The Trouble with Harry's

In the expanding world of bar/restaurants, you have your Q Cafes -- where the food is better than it has to be -- and you have your Harry's American Bars, where it's only as good as it has to be, and sometimes worse. Harry's, a pseudo British-colonial watering hole that once held forth on the Shepherd site of the notorious Dick Head's, recently resurrected itself at the hot intersection of San Felipe and Post Oak; the question that lingers after a meal here is, "Why?"

All the dark woods, clubby booths and Raj-like trappings in the world can't compensate for atrocities such as Harry's fried calamari, so heavy and drear they might as well have been produced by Mrs. Paul. No ersatz menu biography of the alleged adventurer and bon vivant Harry, with his alleged connoisseurship of fine dining, can atone for the extreme mushiness of tiny crab fingers in a pleasant-enough garlic butter. No attempts to co-opt the macho glamour of Papa Hemingway -- or his beloved hangout, the real Harry's of Venice and Paris -- can cancel out salty sauces that smack of Kitchen Bouquet or processed bouillon.

These flubs seem perfectly okay with the older, easygoing Galleria set that uses Harry's as its own schmoozeria and after-work drinking spot. Gals of a certain age drink red wine and chat intensely, glancing up now and then to see if Mr. Right has walked in. A graying fellow in a country-club polo shirt dines solo. Two up-and-coming yups try to impress their thin, blond dates by handicapping the elections. It seems to be working.

What's not working is the kitchen, which manages to send out my steak (usually a safe bet in a guy-food place like Harry's) medium-rare-hell-bent-for-medium instead of charred rare, the way I asked for it. Its alleged red-wine sauce is thin, salty, dimensionless.
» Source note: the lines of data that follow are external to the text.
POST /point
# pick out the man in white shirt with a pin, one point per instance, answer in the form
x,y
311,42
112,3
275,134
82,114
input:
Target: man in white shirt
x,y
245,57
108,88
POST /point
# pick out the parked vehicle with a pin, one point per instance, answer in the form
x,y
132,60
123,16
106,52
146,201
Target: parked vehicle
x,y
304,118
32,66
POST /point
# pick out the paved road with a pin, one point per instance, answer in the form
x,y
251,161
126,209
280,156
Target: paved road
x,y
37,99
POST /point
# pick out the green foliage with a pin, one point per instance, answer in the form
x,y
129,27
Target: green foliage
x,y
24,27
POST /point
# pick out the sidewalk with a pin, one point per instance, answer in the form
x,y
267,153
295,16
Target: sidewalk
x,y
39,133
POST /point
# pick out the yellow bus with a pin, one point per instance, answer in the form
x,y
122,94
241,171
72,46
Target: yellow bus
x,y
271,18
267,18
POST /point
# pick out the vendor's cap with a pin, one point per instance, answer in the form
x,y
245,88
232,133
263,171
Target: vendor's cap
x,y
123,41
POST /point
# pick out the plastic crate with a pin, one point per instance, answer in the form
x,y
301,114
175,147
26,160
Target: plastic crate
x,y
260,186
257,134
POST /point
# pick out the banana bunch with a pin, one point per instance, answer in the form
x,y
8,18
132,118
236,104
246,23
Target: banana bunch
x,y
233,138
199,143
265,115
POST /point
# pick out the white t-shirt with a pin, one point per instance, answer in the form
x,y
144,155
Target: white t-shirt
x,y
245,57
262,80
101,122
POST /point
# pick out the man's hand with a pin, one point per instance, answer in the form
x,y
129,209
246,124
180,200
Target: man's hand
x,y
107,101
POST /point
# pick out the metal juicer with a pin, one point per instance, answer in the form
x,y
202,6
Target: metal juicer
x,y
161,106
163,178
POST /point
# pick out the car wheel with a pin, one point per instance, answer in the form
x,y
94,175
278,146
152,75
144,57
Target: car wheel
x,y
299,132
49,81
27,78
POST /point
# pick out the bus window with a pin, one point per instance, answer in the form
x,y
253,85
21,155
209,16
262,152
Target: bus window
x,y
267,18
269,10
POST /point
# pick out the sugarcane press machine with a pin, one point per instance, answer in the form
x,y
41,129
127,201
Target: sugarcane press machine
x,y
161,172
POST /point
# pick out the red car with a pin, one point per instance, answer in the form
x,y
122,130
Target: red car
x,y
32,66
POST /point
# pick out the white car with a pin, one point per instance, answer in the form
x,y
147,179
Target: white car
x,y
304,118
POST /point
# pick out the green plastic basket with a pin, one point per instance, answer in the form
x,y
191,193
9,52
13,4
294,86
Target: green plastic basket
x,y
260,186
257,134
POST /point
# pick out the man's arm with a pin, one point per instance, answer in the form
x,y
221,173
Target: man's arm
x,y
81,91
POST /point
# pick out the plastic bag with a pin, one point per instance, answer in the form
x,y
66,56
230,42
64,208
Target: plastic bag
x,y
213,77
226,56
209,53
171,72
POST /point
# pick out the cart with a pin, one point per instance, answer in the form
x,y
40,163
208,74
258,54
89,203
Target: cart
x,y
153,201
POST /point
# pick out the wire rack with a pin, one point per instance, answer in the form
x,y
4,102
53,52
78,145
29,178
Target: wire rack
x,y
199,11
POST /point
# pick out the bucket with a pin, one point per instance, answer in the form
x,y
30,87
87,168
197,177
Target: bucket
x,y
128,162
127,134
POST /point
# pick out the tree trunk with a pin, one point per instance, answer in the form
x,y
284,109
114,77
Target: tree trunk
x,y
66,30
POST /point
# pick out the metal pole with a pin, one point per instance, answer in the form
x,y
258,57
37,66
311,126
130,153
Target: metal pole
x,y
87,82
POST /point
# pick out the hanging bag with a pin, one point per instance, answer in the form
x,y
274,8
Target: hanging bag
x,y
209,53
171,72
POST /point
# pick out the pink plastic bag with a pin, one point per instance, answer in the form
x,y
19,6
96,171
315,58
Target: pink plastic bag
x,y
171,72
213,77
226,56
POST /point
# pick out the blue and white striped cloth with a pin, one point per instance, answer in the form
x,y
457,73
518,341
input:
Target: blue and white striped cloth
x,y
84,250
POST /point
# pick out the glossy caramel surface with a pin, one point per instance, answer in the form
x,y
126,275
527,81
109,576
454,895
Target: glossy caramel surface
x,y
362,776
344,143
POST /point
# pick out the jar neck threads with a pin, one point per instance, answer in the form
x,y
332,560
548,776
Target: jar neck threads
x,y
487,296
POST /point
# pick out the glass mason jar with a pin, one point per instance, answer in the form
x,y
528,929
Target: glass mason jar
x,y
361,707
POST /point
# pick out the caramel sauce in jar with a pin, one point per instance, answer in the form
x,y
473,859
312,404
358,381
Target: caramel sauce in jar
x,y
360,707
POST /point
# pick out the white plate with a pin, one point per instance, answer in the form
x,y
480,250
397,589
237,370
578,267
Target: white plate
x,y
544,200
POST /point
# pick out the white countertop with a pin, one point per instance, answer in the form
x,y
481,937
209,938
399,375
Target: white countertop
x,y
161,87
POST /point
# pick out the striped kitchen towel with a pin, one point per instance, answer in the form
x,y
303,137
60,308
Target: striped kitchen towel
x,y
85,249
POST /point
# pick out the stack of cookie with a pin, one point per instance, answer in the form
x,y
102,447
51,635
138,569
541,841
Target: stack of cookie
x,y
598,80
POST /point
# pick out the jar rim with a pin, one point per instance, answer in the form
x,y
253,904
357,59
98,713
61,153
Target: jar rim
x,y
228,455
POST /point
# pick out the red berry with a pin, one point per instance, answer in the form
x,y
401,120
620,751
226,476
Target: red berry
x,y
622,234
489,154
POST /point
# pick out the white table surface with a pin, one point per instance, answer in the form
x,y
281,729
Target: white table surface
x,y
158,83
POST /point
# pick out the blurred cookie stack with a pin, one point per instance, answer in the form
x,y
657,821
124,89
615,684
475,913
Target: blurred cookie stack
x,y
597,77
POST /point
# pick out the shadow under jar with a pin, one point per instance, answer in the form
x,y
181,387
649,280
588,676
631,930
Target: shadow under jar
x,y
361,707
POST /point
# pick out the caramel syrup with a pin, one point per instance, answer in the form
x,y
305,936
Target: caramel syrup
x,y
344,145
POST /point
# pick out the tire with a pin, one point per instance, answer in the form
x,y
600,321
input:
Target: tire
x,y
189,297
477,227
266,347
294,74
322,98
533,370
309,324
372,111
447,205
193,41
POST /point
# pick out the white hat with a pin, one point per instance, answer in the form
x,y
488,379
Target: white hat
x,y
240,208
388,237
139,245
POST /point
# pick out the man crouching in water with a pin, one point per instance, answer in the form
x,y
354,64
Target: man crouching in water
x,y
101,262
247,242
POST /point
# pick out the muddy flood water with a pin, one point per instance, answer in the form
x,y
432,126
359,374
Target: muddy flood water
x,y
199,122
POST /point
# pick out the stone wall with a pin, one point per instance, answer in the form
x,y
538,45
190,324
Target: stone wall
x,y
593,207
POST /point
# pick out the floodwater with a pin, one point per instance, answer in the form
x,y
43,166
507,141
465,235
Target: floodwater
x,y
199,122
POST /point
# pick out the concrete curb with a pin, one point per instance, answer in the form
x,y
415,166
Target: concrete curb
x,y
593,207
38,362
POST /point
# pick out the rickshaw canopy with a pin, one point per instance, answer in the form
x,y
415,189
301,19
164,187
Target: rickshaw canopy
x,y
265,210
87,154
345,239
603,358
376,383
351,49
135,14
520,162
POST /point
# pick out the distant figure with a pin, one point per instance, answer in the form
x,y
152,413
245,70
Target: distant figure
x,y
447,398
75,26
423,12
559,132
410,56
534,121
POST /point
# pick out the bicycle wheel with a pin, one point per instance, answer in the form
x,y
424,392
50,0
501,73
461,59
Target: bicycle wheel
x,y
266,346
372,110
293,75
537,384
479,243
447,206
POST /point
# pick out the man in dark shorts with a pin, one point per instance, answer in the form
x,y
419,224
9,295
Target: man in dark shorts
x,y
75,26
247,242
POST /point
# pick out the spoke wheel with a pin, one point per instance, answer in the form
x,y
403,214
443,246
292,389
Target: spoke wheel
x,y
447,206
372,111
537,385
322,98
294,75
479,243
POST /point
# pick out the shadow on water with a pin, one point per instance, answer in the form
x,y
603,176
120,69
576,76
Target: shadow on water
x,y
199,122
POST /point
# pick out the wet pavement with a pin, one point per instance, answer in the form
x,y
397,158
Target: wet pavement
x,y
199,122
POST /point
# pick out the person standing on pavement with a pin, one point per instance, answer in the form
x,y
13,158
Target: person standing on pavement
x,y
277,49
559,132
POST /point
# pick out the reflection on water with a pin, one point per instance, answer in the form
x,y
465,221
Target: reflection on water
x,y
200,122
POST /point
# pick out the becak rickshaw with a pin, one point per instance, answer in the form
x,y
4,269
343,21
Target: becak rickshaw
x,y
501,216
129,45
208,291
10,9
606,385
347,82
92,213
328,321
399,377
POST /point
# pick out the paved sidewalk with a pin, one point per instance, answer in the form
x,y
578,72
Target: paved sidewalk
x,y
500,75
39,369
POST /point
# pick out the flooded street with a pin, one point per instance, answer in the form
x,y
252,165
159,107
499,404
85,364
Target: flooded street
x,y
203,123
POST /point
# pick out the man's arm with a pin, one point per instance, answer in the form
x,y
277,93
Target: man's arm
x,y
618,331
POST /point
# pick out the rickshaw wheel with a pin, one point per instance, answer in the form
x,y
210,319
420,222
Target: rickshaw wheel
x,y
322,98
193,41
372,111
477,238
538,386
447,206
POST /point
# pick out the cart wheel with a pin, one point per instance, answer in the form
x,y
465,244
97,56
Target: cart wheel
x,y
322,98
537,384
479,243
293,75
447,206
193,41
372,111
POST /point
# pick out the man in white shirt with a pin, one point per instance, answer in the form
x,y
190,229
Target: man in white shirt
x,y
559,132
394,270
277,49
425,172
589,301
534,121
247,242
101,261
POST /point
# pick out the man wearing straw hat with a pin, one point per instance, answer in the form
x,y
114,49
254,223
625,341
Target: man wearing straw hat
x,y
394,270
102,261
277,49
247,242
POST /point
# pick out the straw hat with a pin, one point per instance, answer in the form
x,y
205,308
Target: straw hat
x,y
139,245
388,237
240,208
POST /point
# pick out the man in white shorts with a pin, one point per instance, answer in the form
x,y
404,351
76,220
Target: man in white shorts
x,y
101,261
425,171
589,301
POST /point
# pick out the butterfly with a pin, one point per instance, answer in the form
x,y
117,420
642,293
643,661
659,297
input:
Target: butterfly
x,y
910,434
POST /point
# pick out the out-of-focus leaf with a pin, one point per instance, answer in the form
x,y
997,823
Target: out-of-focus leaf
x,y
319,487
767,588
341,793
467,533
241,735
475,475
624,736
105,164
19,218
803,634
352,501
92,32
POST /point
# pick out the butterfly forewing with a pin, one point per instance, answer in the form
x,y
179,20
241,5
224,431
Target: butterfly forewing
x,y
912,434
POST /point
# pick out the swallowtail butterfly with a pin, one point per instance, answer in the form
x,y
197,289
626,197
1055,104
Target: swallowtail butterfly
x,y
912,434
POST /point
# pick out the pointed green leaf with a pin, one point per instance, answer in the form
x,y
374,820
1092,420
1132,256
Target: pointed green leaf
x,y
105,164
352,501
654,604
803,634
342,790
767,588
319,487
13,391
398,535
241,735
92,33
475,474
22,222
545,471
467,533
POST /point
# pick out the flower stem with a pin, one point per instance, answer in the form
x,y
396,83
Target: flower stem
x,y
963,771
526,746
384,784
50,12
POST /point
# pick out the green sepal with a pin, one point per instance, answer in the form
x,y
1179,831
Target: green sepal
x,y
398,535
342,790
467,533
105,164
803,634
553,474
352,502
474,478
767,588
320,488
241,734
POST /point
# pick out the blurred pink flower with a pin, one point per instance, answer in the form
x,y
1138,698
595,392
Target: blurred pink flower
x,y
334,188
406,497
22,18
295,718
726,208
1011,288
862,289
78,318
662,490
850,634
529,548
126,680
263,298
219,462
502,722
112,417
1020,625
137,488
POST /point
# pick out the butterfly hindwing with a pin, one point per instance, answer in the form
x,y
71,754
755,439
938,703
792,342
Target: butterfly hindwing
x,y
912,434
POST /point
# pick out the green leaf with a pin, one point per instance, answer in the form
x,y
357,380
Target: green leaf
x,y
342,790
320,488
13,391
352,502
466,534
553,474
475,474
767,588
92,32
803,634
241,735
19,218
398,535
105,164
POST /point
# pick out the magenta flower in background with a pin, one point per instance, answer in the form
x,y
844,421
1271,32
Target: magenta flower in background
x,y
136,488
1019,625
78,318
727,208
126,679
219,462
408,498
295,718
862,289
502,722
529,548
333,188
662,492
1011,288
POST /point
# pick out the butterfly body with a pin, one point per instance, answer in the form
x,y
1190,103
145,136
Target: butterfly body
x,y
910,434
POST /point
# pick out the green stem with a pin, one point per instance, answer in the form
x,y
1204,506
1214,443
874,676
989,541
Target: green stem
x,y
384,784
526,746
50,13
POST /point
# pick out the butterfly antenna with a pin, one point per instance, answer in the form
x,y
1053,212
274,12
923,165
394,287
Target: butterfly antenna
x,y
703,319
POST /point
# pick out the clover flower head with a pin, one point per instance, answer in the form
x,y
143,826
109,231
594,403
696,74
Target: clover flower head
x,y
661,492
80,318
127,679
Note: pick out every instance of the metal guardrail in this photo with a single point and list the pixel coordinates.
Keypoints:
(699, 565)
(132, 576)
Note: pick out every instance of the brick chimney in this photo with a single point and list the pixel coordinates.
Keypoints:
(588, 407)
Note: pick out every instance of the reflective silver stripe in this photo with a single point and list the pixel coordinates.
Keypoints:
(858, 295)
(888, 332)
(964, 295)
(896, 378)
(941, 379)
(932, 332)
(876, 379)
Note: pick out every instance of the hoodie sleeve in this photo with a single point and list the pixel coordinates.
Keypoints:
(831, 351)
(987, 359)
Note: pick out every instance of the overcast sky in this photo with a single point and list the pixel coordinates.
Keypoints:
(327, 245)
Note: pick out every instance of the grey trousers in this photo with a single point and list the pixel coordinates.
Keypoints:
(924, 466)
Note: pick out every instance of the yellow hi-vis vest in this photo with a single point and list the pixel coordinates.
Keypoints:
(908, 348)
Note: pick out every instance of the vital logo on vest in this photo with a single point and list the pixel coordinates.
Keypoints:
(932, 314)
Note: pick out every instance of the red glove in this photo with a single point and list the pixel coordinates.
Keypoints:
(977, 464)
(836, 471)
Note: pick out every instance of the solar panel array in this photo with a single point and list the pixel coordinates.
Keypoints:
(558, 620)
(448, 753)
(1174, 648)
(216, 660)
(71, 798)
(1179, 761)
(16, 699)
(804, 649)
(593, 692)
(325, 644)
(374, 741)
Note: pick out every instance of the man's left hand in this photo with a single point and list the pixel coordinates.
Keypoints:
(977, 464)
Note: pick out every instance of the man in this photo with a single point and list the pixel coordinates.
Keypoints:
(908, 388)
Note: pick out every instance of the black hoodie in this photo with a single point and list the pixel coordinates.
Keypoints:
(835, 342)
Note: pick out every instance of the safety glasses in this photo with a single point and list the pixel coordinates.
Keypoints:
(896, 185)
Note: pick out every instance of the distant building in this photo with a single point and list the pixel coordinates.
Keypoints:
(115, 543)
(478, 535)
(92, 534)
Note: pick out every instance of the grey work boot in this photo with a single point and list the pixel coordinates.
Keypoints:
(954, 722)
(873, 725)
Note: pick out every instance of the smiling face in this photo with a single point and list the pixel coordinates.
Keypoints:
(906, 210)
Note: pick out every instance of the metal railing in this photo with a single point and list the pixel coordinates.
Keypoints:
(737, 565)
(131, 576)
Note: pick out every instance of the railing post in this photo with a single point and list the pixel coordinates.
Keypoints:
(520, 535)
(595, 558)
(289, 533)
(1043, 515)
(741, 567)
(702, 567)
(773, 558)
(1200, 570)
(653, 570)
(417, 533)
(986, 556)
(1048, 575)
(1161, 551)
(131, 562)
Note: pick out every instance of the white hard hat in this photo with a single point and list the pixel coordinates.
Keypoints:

The brown sauce on my friend's plate is no better -- but his pork loin stuffed with sun-dried plums is the best dish of the night: subtle and unsweet, slightly charcoaly, cooked just right.

On our plates are plain, al dente vegetables -- snow peas, green beans, carrots -- of the sort that inspire neither joy nor sorrow, although they are certain to make your doctor happy. Like Harry's itself, they're just sort of there.

"I had a really good B.L.T. at lunch here one day," claims my friend glumly. I want to believe him. I really do.

-- Alison Cook

Harry's American Bar, 1717 Post Oak, 622-0022.


Pork loin stuffed with sun-dried plums, $10.95.